I’m 28 and I just had my first colposcopy this past week. I scheduled the colposcopy as soon as I could after finding out that high risk HPV dna was found on my routine pap smear. I had a horrible first experience. The nurse practitioner was really rude and wouldn’t answer most of my questions and when she did the answers were curt, snippy, and also incorrect. She told me I had tested positive for HPV 16 and 18. (I did not find out till later that this was incorrect.) I ended up leaving crying and stressing that I was going to end up loosing my uterus in a year and never be able to have kids. She also insisted on having an “assistant” with her to “help” her with the procedure…is this standard practice? I am wondering if this was a student observer. I guess I should be grateful I could get this done at all on university insurance at a state school.
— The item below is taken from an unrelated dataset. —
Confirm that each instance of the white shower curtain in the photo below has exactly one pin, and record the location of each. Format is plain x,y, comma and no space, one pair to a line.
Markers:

Anyway, I got the DNA typing from the biopsies and I do not have HPV 16, 18 or 45 so this lessened the stress a bit, although I do not know which/how many of the high risk types I do have. I do have CIN 1 that may or may not resolve on its own in the next couple years. It is really the not knowing what is going to happen next that gets to me the most. Its like O.K., now I know I have abnormal cells in my cervix that may completely alter my life and the nurse practitioner is just like “get a new pap next year”.
Maybe its because I am still leaking vinegar and iodine but I am having a real hard time forgetting about this till next year. I feel like I should be more proactive. I am really grateful for this site… everyone seems so supportive and kind, and It is really calming to hear first hand accounts so that I can have some idea of what my future holds…although I am wondering what % of cases CIN 1 goes away on its own???